Now, I was told, it would be a fortnight from Monday - although I could be put on a waiting list. This is the sort of thing you do to get into a posh restaurant on a Saturday night, not to have a bloke come around, screw a plug in the wall and charge you $68.85 a month for the privilege.

A final glance at the Foxtel program guide before the cords came out quickly answered the obvious question about why the cable guy was suddenly holding the whip hand. Having moved house last Friday, had I chosen to stay in my new cable-deprived habitat I would have missed some of the major features of one of the great weekends of couch-potatory: the Bledisloe Cup match and Tri-Nations decider between the Wallabies and the All Blacks on Saturday afternoon (later replayed at some ungodly hour by Seven), the Asian Cup quarter-final between Australia and Japan, four live AFL games on Saturday night and Sunday afternoon (the only Sunday game on free-to-air was delayed), the England-India Test match and the usual gap-fillers such as Fox Sports news.

Sure, there was some decent sport on free-to-air too. The Eagles-Swans epic (ruined somewhat by the commentators' nauseating hero worship of naughty Eagle Ben Cousins), the British Open and the V8 Supercars, if you like that sort of thing.

However, wherever you stand on the pay-for-sport debate - infuriated that you have to cough up for major sports such as Socceroos matches that should be on SBS, or elated that pay television ensures guaranteed live coverage of events that the networks have abused or not used - it's not until that little green light on the Foxtel box stops blinking that you understand how pay-dependent the sports addict has become.

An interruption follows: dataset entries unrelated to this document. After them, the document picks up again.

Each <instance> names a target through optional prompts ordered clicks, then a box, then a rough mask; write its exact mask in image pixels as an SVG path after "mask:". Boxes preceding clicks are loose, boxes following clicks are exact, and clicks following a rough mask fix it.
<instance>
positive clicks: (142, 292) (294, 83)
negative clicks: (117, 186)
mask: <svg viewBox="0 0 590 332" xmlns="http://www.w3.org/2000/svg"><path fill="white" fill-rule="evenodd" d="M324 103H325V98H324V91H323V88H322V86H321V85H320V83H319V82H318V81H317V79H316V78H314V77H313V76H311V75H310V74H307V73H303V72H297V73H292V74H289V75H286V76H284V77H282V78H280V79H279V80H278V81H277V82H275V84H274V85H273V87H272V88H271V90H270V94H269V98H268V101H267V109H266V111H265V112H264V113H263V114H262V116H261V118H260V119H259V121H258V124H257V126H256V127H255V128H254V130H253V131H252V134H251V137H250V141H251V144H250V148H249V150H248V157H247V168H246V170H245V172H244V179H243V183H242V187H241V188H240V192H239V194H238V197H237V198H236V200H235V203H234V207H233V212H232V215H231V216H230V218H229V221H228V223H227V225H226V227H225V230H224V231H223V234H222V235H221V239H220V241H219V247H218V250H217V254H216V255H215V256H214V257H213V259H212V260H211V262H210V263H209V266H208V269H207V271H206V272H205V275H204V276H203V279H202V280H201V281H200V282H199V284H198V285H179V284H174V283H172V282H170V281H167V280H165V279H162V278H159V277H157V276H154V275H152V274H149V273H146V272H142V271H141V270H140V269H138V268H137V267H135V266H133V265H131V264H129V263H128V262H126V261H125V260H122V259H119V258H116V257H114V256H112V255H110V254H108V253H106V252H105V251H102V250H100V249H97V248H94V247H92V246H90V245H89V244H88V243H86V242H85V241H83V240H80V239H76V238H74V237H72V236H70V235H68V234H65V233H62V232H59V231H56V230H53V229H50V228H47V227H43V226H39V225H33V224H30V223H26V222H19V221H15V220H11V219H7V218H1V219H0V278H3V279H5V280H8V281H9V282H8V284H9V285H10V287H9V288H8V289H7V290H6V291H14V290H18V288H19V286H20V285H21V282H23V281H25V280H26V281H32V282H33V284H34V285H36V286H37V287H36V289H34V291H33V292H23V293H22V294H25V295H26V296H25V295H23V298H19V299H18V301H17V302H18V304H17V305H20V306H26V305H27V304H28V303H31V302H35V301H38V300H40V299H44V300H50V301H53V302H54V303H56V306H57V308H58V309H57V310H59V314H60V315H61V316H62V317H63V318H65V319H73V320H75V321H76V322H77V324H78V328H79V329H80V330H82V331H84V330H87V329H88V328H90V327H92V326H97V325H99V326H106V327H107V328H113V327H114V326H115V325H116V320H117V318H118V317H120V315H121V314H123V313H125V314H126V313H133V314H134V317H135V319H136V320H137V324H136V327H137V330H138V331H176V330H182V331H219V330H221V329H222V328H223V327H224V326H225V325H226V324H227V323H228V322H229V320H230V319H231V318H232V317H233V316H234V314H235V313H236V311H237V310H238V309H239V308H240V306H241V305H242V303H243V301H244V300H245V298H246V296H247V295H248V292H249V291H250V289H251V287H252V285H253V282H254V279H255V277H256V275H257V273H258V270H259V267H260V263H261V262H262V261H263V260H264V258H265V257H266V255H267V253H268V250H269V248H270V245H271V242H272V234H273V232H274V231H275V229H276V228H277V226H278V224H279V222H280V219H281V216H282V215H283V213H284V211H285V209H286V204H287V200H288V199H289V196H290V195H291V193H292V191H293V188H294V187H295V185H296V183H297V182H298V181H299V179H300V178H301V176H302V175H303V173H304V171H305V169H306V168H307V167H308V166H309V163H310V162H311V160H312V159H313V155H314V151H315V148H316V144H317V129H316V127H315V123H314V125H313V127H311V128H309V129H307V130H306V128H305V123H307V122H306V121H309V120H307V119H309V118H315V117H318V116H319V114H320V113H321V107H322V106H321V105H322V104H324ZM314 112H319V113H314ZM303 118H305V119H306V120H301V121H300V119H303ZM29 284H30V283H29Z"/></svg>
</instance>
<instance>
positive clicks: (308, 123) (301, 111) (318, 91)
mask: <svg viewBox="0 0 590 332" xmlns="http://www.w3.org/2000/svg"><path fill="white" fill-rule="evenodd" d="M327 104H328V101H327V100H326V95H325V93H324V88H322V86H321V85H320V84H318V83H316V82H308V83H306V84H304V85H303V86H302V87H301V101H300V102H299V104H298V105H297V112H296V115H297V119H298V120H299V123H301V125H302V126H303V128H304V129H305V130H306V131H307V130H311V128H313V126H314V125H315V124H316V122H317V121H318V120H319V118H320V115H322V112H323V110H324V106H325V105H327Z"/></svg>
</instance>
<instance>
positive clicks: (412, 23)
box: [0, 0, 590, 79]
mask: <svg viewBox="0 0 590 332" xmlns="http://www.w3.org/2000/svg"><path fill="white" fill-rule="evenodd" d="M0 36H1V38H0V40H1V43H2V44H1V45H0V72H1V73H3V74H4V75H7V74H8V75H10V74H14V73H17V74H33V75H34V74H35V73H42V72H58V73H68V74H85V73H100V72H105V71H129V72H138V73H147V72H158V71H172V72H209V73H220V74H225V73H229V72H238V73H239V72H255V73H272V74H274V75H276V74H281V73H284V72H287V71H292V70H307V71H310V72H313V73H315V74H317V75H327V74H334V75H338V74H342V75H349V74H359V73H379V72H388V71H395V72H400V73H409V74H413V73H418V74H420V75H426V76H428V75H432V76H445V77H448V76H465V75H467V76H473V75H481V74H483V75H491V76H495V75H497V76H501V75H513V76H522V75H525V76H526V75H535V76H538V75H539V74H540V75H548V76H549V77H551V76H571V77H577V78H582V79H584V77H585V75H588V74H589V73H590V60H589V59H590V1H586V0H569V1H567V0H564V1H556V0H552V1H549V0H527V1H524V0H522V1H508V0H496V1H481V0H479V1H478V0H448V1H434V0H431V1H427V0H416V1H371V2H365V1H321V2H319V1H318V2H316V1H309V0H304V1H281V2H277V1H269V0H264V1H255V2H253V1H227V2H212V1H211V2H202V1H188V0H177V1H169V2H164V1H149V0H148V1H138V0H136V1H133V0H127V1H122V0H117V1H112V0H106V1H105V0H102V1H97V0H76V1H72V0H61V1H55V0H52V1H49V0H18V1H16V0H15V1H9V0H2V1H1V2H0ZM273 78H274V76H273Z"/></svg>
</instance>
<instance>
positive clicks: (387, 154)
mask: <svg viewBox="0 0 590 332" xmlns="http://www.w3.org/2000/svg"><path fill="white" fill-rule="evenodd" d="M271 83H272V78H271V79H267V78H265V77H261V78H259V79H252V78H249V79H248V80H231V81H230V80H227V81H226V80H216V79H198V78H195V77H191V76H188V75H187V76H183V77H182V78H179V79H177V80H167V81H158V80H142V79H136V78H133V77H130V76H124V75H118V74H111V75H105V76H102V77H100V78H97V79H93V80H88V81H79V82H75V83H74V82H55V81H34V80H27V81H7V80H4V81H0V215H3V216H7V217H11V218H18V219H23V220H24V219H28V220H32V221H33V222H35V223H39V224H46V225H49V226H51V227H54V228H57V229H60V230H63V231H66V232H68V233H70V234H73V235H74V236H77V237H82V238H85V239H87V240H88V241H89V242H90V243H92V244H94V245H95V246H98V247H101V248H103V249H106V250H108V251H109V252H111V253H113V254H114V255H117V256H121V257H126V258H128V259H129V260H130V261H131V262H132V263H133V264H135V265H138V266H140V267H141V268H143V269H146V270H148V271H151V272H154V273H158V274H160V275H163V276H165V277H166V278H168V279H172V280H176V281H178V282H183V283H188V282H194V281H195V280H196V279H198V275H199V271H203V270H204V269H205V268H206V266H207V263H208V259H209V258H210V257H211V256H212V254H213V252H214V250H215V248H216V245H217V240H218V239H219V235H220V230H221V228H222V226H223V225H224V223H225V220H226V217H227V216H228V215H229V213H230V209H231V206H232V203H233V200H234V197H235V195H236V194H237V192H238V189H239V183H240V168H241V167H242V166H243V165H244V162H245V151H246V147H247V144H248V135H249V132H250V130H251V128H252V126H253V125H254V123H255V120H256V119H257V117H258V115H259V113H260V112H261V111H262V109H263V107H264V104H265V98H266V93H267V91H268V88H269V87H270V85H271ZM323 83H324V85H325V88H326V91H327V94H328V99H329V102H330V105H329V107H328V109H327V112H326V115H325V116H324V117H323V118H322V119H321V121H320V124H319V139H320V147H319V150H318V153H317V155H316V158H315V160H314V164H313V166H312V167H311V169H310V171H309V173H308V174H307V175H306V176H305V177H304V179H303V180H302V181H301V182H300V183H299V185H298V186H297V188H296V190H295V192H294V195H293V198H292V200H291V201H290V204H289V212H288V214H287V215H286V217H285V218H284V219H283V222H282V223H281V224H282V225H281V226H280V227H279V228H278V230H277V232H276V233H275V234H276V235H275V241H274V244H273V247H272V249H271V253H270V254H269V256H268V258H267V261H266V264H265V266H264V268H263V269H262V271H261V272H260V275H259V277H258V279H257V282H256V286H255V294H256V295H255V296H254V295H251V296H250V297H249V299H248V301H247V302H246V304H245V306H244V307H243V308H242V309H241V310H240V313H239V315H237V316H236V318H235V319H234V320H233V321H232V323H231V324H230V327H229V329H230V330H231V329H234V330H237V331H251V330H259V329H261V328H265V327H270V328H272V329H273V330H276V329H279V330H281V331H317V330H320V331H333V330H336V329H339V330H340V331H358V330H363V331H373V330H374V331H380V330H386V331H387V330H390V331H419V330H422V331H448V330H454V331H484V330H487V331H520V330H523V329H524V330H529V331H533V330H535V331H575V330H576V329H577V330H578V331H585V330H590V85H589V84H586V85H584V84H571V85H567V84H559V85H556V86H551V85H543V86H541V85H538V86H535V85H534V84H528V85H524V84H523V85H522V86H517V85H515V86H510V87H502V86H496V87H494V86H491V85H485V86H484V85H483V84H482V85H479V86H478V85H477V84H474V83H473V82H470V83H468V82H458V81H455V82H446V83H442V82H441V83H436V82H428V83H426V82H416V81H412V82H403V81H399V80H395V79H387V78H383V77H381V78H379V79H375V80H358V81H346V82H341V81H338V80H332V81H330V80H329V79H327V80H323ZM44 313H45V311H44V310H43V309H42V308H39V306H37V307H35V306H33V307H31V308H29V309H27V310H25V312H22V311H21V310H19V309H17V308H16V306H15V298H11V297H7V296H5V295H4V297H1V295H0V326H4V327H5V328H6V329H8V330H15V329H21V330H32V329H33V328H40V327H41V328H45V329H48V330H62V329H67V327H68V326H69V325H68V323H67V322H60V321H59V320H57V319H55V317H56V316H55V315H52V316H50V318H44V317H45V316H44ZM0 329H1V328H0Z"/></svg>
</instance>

But if the Ten commentary team is still in the mood to laud recovering addicts, they would be reaching for their two and even three-syllable adjectives to praise the sheer grit and determination shown by a man relentless in his mission not to miss out on the festival of sport during his fortnight in free-to-air purgatory.

Getting out of the still chaotic new house was itself an act of bravery to equal anything Cousins managed, given it involved convincing a very intelligent woman she would need an early night, having hauled some of the heavier boxes up the stairs with the baby under her arm. (Obviously I can't do the lifting with my back and, at that age, babies much prefer to be with mummy.) Besides, it would give her the chance to clean up without me under her feet.

The next step involved finding a pub with enough screens to cater for multiple viewing of the early events - replay of Collingwood-Essendon match, live Adelaide-Freo game, live Bledisloe Cup. All boxes ticked at a Fitzroy regular that was crowded enough without letting people like you know where it is.

Final step: identifying friend with cable most likely to welcome drunks back to house for all-night sports-fest and then timing run to his house to coincide with kids' bed time.

Mission accomplished, except kids were still up for the last 20 minutes of Doctor Who. (So that's what's inside the Daleks!)

That's one weekend survived. But it's still 11 days until the cable guy turns up and, as always, the real test for me and Cousins will be whether we can back up after such a stunning performance.